John Yang: We should say that in the film, you show a number of the threats that are being made against librarians who are opposing these book bans. Let's take a look.
Man: I'm doing a criminal investigation into some of your staff.
Woman: I cannot imagine my face on the wanted poster and my friends being taken away in handcuffs.
Woman: You're coming for teachers and librarians, and they know it.
John Yang: Audrey, we heard you in a little bit of you in that clip. We don't see you because you were shot in silhouette, but then later in the film, you do show your face. What made you decide that you wanted to stand up and be seen and be known?
Audrey Wilson-Youngblood, Librarian: The urgency behind the message and the call to action in the film required me to be brave like the other collaborators in the film. And my hope is that just that one act of resilience and courage might inspire other librarians to speak up and to tell their stories and tell the stories of their students whose reading materials are being pulled from the shelves. And it really wasn't a choice from there.
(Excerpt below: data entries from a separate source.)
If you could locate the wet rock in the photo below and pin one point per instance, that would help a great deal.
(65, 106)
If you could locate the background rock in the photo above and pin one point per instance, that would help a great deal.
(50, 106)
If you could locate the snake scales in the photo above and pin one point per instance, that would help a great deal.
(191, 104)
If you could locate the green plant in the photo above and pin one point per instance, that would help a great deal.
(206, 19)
John Yang: Audrey, why is it important for people who live in states and communities where there aren't these book ban campaigns to be aware of this and to be aware of what's going on in other places?
Audrey Wilson-Youngblood: I don't think there's many places that are really immune to what is happening. And the more that it spreads, the more it's likely to come to your community and to impact where you are as well. We hope that no matter where people are in their communities, whether it's impacting them directly, that they will turn around and tell someone the story and bring the films to their communities so that when and if this does begin to happen, they'll know how to respond and they'll form a network and they'll form their own movement so that they can counter it.
John Yang: Kim, how did the communities where you filmed react to you? And I don't know if they've seen the film or not and react to the film.
Kim Snyder: It's been really heartening to see the nerve. This is striking. There's certainly a really alarming, I think, reaction to the film, but also really hopeful because you see people like Audrey and some of these other, not just librarians, but people in places where they really have a lot to lose, there's a lot of risk, and they're doing it to really uphold some of the most fundamentally American values.
John Yang: Audrey, what do students, the students you work with, tell you about the effect these bans are having on them?
Audrey Wilson-Youngblood: In their own words, they would tell me that they felt like when people wanted to remove books that featured characters with similar experiences to them, that they felt like it meant that those same people wanted them removed from schools.
One student said, they don't want books like this in the library. They must believe that I don't belong here either. So they absolutely saved a connection between the censoring of these stories and an intolerance, a violence against their own lived and personal experiences.
John Yang: Kim, these, as Pen America says, this has become normalized, these book bans. What is it that you want audiences to walk away with?
Kim Snyder: I think what we want audiences to walk away with is that we see in the film, the hope in the film is not only the courage, but the agency that there is a certain agency in standing up for what right, what you believe in these values, in protecting kids rights and to really get involved. School board races really matter. Elections not in such in the sense of a partisan fight, but just in the sense of knowing how policies in your town and the library board, how they affect your librarians, your libraries. And we want people to, you know, take cues from our courageous characters in standing up for what's right.
John Yang: Director Kim Snyder, School librarian Audrey Wilson-Youngblood, thank you both very much.
Audrey Wilson-Youngblood: Thank you.